I believe that through design we can explore connections between people and the spaces they inhabit, making everyday life more coherent and inclusive.
This project critiques the standardised kitchen—not to offer direct solutions, but to raise questions through speculative design. I began this work from a feminist desire to rethink domesticity and question the role of reproductive labour in our daily lives. I was curious about the hidden rules, roles, and assumptions embedded in kitchen design—how fixed, taken for granted, and rarely questioned it has remained, despite its central role in daily life and the diversity of its users.
The project initially took the Frankfurt Kitchen as a point of departure—an iconic example of how spatial design shapes social roles. While conceived as a feminist statement of efficiency and progress, it also laid the groundwork for the modern modular kitchen, rooted in fixed positions, tasks, and users.
My first exploration focused on film. I’ve built an archive of kitchens portrayed in movies across cultures and eras, where different types of families and routines challenge conventional models. These kitchens reveal social behaviours, emotional patterns, and unspoken rituals we rarely consider in spatial design.
The next steps involve expanding this archive while developing speculative designs that reflect new behaviours and emotional engagements with the kitchen.

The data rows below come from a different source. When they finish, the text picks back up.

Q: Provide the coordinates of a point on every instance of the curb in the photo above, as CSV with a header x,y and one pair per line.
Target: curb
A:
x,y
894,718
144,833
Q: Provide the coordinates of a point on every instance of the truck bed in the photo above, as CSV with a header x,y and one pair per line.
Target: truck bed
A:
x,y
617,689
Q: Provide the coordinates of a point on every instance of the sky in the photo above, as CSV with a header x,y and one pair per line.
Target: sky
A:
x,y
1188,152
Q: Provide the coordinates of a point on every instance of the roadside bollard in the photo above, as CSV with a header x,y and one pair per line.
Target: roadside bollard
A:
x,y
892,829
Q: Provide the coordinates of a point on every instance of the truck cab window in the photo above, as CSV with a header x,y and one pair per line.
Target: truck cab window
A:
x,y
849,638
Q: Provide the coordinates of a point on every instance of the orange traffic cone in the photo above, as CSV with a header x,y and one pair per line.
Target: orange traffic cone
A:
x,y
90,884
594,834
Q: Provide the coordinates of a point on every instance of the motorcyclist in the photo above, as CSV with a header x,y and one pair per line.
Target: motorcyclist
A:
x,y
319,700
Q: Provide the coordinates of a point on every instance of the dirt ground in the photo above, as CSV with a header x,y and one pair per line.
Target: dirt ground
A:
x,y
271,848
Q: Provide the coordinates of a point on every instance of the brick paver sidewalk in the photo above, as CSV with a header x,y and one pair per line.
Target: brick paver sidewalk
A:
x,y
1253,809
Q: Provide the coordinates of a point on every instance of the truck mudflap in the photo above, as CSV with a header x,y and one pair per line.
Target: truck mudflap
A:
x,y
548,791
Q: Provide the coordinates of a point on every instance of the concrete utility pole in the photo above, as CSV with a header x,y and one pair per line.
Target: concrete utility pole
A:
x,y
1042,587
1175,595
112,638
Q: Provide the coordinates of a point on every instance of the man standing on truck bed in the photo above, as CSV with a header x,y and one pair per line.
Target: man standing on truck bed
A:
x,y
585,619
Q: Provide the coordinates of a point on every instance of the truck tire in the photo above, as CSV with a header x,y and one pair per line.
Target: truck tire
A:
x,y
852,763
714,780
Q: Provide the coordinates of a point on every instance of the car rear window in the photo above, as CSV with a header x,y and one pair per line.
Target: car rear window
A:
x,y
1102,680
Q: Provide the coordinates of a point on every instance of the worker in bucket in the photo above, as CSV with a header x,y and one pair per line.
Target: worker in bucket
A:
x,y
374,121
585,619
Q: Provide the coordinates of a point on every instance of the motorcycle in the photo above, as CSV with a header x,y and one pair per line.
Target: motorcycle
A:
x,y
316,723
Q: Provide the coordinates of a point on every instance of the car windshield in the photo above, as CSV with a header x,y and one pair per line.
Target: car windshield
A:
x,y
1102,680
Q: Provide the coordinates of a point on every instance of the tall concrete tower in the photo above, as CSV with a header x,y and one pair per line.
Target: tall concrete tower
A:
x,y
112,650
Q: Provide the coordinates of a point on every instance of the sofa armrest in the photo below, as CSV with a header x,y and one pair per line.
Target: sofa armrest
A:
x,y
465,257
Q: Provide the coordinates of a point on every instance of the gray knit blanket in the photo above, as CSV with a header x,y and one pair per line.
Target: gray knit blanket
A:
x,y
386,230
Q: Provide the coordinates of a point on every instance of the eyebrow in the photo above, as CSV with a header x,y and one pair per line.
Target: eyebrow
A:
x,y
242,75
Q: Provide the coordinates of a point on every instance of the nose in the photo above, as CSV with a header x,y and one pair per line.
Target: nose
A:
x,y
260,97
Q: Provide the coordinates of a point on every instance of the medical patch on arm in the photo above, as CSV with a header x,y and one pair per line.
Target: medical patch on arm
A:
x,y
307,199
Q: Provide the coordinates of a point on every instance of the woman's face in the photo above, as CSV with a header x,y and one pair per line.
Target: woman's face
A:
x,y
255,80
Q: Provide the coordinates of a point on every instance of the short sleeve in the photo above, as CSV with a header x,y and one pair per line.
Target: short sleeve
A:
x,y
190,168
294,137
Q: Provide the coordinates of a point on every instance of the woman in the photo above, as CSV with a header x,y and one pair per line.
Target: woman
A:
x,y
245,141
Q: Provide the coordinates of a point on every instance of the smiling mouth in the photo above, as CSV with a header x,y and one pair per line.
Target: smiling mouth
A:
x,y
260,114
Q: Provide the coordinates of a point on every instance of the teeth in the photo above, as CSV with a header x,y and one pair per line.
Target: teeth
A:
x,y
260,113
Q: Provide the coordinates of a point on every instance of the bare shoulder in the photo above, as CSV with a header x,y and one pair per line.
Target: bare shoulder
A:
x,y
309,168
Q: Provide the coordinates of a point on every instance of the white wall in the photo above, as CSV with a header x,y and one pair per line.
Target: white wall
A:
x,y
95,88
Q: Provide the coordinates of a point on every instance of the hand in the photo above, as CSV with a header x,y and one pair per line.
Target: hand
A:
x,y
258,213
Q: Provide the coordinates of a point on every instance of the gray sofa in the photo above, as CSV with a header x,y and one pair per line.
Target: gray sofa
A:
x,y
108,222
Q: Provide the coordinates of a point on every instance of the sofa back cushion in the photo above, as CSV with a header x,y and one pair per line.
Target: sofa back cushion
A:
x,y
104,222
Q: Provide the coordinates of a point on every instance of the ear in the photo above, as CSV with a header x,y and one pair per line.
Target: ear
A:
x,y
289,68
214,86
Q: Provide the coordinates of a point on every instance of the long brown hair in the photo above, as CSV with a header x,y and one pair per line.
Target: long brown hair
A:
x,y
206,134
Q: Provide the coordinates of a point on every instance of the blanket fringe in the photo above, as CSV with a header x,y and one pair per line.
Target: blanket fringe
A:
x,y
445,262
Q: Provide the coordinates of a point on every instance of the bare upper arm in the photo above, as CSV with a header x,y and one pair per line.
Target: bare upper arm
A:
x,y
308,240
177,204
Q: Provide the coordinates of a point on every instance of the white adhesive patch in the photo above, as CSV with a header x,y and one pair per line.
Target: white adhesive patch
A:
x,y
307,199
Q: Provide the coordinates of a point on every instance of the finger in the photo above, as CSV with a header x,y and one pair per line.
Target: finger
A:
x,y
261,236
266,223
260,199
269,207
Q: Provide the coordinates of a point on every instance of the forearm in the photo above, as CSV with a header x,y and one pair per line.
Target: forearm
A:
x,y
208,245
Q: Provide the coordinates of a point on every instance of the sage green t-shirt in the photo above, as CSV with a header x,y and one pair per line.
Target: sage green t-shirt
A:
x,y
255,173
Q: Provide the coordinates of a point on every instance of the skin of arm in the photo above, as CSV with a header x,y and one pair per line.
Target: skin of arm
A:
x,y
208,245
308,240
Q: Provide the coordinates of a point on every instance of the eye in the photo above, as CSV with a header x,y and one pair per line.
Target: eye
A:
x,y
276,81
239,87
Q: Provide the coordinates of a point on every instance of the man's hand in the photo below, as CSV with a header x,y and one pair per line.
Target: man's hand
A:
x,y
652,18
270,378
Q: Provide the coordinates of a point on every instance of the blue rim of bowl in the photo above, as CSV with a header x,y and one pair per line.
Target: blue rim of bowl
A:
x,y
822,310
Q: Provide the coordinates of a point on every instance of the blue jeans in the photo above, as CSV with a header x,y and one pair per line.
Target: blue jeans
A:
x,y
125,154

What if the kitchen were a space for dancing, grieving, or play? What if it responded to users differently? These proposals may also include designed objects with a performative character, activating new forms of interaction and embodied use within the space.
Through objects, drawings, and models, the project visualises these “living kitchens,” questioning the rigidity of the standard layout. It invites viewers to rethink domestic comfort—not as a fixed idea, but as something culturally shaped and personally redefined.
The project reflects critical thinking, playfulness, and a deep interest in how space shapes life. It aims to open dialogue around identity, emotion, and spatial equity through design.